Aims: To examine the clinical and pathological characteristics of supratentorial primitive neuroectodermal tumours (PNETs) in a retrospective series of 18 patients, according to the strict definition of the World Health Organization classification of tumours that excludes other types of malignant embryonal tumours of the brain.

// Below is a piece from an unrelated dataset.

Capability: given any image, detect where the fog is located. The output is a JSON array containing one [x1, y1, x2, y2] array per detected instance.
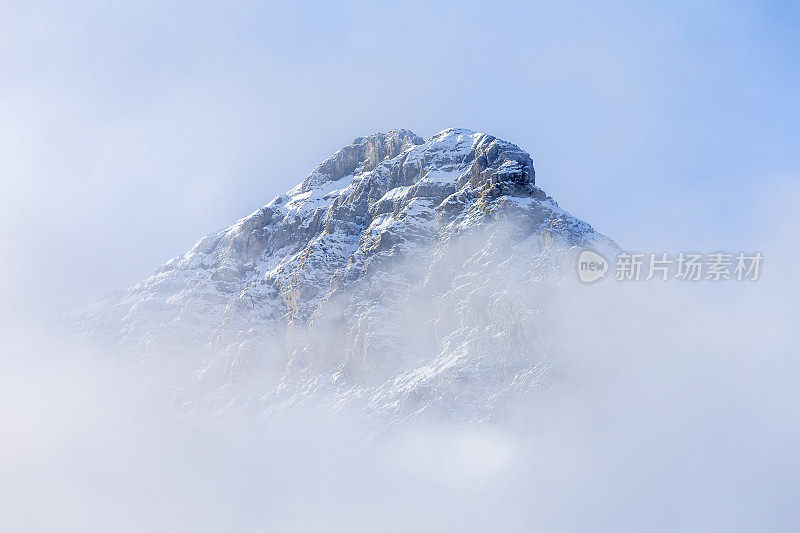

Methods and results: Eleven children and seven adults with supratentorial PNETs were diagnosed between 1993 and 2002 and their medical records were reviewed. An immunohistochemical study was performed on formalin-fixed paraffin-embedded tissue of 18 primary tumours and five recurrences with antibodies for neuronal (neuron specific enolase, synaptophysin, neurofilament, chromogranin A), epithelial [epithelial membrane antigen (EMA), cytokeratin], glial [glial fibrillary acidic protein (GFAP)], muscle (desmin, h-caldesmon, alpha-smooth muscle actin, myogenin) differentiation and with two anti-CD99 antibodies. All tumours showed at least one neuronal marker except chromogranin A; a variable number of cells were GFAP+ or EMA+ in 18/23 tumours. Six primary tumours and one recurrence were positive for cytokeratin and/or one muscle antigen except myogenin. CD99 was observed in 33% of the cases. The mean duration of overall survival was 20 months. The estimated overall survival rates were 61% at 1 year, 29% at 2 years, and 18% at 3 years. Two factors of poor prognosis were identified by univariate analysis: a positive cerebrospinal fluid cytology at diagnosis and the absence of complete resection. No distinct immunophenotype was statistically related to survival.
Conclusions: A multidirectional differentiation is a frequent event in supratentorial PNETs but has no apparent influence on the outcome of this aggressive neoplasm.